O termo biblioteca moderna, foi inserido, por meio do desenvolvimento e transformação social, posterior a Renascença, a qual, teve um papel crucial, para a transformação do conceito e desenvolvimento organizacional, das mesmas. Essa definição de biblioteca moderna, foi instituída através de quatro características: laicização, democratização, especialização e socialização, que juntas, cooperaram para dar início, a um novo formato de biblioteca, esta, voltada ao seu público, como foco principal, e não, apenas, as suas obras informacionais.

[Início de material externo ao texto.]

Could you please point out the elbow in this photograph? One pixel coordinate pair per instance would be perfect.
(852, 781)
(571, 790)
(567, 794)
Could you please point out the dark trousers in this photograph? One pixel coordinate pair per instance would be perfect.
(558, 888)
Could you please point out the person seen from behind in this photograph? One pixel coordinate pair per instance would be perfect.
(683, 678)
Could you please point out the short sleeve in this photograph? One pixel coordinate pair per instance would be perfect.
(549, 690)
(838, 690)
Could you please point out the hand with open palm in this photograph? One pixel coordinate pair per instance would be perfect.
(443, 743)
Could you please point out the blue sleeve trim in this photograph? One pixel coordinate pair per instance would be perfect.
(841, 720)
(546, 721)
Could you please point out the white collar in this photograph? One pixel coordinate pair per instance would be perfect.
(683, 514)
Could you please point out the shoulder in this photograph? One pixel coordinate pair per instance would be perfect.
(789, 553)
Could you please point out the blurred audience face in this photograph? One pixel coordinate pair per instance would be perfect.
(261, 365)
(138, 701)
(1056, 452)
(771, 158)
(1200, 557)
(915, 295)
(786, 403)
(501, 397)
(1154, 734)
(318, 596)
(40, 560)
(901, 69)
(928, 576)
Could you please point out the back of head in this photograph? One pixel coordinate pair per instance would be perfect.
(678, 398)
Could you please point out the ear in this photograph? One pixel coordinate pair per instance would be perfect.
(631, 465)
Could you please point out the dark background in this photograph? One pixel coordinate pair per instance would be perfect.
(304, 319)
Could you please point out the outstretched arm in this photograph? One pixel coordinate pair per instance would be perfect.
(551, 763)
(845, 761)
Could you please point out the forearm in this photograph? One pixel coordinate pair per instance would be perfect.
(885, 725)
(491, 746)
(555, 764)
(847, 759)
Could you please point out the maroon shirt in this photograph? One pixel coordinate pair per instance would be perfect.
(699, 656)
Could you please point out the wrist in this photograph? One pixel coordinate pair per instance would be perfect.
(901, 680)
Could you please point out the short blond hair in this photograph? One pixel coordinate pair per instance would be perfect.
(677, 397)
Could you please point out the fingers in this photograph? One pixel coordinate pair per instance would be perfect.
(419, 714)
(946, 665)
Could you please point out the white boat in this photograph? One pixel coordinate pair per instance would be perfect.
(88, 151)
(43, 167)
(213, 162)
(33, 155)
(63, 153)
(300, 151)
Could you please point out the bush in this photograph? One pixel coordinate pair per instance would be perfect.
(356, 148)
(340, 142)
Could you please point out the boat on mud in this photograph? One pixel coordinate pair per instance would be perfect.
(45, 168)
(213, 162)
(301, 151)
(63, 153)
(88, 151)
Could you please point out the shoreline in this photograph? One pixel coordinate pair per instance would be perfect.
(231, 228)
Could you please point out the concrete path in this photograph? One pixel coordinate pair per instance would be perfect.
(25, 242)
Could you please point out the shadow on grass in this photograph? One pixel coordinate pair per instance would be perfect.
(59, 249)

Assim como pouco a pouco foram desaparecendo as monarquias de direito divino e as universidades monásticas (que sob caráter diferente, reaparecem modernamente);assim como o livro perde o seu caráter de objeto sagrado e secreto para se transformar num instrumento de trabalho posto ao alcance de todas as mãos; assim como toda a vida social submete-se cada vez mais a “documentos” e não a “dogmas” a “contratos” e não a “mandamentos”, á “crítica” e não a “revelações”_ assim também a biblioteca passa a gozar, nos tempos modernos, do estatuto de instituição leiga e civil, pública e aberta ,tendo o seu fim em si mesma e respondendo a necessidades inteiramente novas. (MARTINS, 2002, p. 323).

As bibliotecas na modernidade chegam para ajudar, no processo de socialização, através do grande fluxo de circulação dos livros, estes, que passam a ter um conteúdo variado, de múltiplas opções e gostos, deixam de ser, obras meramente didática e de cunho religioso e passa a cumprir o papel de universalismos, obras, que atuam para o crescimento e desenvolvimento geral da sociedade, a biblioteca deixa de ser um mero depósito, e passa a exercer, influencia para a sociedade. A seguir, veremos algumas das mais importantes bibliotecas da era moderna.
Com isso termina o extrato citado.